Existing indoor navigation systems for visually impaired individuals rely heavily on fixed infrastructure (e.g., beacons) and exhibit poor adaptability to dynamic environments. Method: This paper introduces the first LLM-driven end-to-end floorplan parsing framework that automatically converts architectural floorplans into structured knowledge graphs and generates natural-language navigation instructions—eliminating dependence on physical infrastructure. The approach integrates multimodal foundation models, Claude 3.7 Sonnet, few-shot prompting, and graph-structured spatial modeling, replacing handcrafted rules and pixel-level visual reasoning with knowledge-graph-based representation. Contribution/Results: Evaluated on the MP-1 dataset under a 5-shot setting, the framework achieves navigation accuracy of 92.3%, 76.9%, and 61.5% for short, medium, and long paths, respectively. Graph-structured modeling improves navigation success rate by 15.4% over direct visual reasoning, significantly enhancing robustness in dynamic environments and cross-scenario generalization.

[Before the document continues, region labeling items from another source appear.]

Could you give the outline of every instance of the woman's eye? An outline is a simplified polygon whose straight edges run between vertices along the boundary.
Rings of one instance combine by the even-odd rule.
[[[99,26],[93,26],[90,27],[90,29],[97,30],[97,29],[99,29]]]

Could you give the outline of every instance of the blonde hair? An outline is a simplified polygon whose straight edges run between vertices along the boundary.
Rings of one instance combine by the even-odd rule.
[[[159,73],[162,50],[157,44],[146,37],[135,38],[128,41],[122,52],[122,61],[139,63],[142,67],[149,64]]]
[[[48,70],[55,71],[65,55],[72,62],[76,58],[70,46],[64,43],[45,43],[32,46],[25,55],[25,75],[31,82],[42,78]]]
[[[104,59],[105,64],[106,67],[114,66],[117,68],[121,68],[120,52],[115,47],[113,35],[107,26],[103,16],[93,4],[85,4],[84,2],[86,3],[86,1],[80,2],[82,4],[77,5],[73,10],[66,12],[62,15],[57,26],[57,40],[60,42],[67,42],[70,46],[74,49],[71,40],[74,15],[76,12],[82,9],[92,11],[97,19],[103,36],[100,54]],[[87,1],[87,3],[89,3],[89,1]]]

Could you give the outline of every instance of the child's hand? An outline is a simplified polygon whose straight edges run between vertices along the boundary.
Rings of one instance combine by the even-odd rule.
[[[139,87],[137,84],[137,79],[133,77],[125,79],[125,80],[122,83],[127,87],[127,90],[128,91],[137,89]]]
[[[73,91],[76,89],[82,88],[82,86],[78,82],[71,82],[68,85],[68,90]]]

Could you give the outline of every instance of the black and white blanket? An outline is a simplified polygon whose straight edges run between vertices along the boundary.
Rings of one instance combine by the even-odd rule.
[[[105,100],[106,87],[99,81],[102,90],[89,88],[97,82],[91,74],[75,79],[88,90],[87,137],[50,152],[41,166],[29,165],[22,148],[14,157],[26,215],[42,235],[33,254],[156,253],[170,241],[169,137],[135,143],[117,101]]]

Indoor navigation remains a critical challenge for people with visual impairments. The current solutions mainly rely on infrastructure-based systems, which limit their ability to navigate safely in dynamic environments. We propose a novel navigation approach that utilizes a foundation model to transform floor plans into navigable knowledge graphs and generate human-readable navigation instructions. Floorplan2Guide integrates a large language model (LLM) to extract spatial information from architectural layouts, reducing the manual preprocessing required by earlier floorplan parsing methods. Experimental results indicate that few-shot learning improves navigation accuracy in comparison to zero-shot learning on simulated and real-world evaluations. Claude 3.7 Sonnet achieves the highest accuracy among the evaluated models, with 92.31%, 76.92%, and 61.54% on the short, medium, and long routes, respectively, under 5-shot prompting of the MP-1 floor plan. The success rate of graph-based spatial structure is 15.4% higher than that of direct visual reasoning among all models, which confirms that graphical representation and in-context learning enhance navigation performance and make our solution more precise for indoor navigation of Blind and Low Vision (BLV) users.